Sarah had met him at the door. As always, she hadn’t disappointed. Corseted and dressed in tight-fitting, camel-colored pants, thigh-high boots, and boasting a black-velvet beauty patch on one cheek, she’d looked much as she had in the film.
A dungeon room would have been difficult to improvise on the fly, but Sarah’s stripped bare bed had made a decent enough “rack.” The props were prosaic but effective. Silk scarves, in this case his ties, had seemed to suit “Milady’s” pleasure for restraint. Dragging a rubber “play” knife, also repurposed from his pirate costume, along her creamy, quivering body had been more arousing than Cole would have thought.
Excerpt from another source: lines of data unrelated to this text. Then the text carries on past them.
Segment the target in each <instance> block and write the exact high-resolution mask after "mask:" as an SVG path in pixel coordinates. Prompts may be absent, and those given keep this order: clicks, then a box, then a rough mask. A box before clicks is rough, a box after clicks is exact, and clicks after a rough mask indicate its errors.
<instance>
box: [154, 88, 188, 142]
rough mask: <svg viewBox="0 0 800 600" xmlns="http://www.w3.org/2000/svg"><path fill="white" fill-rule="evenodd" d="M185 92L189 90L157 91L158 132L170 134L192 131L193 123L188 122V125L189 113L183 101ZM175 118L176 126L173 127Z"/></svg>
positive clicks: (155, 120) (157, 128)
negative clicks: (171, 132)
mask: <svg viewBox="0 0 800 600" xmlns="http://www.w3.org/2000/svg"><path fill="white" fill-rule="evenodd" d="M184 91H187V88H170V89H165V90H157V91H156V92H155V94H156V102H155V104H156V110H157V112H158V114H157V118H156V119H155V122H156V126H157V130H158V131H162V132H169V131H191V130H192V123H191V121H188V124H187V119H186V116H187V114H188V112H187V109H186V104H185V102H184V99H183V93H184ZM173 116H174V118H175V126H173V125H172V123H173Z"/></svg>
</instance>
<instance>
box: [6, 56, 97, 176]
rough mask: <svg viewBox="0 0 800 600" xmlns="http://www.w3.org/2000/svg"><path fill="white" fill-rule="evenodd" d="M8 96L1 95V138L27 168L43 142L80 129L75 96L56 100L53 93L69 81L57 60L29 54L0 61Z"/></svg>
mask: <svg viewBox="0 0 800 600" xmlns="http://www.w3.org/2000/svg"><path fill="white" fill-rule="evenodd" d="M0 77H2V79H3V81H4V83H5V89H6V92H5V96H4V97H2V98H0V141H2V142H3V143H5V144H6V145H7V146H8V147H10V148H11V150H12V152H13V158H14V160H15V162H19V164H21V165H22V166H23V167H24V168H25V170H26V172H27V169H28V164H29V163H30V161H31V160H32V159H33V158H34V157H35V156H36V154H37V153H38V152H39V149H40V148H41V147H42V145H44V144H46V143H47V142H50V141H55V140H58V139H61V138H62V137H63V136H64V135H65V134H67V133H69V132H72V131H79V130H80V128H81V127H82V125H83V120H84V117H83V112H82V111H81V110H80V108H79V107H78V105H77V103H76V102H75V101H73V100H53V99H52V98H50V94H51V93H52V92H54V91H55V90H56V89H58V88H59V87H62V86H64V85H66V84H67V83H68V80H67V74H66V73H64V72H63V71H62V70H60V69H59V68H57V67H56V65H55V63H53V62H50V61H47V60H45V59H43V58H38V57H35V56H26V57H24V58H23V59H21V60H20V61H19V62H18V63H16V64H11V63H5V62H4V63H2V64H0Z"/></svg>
By the time he’d penetrated her with his “sword,” they were both breathless and perspiring.
And now they were hungry. The frenzied fucking and the shared shower afterward had worked up an appetite. The leftover lasagna in Sarah’s refrigerator promised to be a satisfying early supper. Other than Sarah herself, Cole couldn’t think of anything he’d rather be eating.
Using a spatula to lift a wedge of lasagna into a microwavable dish, she said, “It’s just some . . . stuff I’m writing.” The pasta slid off the spatula and landed splat on the counter. “Shit,” she cursed, grabbing a handful of paper towels.
“What is it?” Cole prompted, wondering why she suddenly seemed so jumpy.
Maneuvering the mangled lasagna back into the dish, she answered without looking up. “It’s nothing.”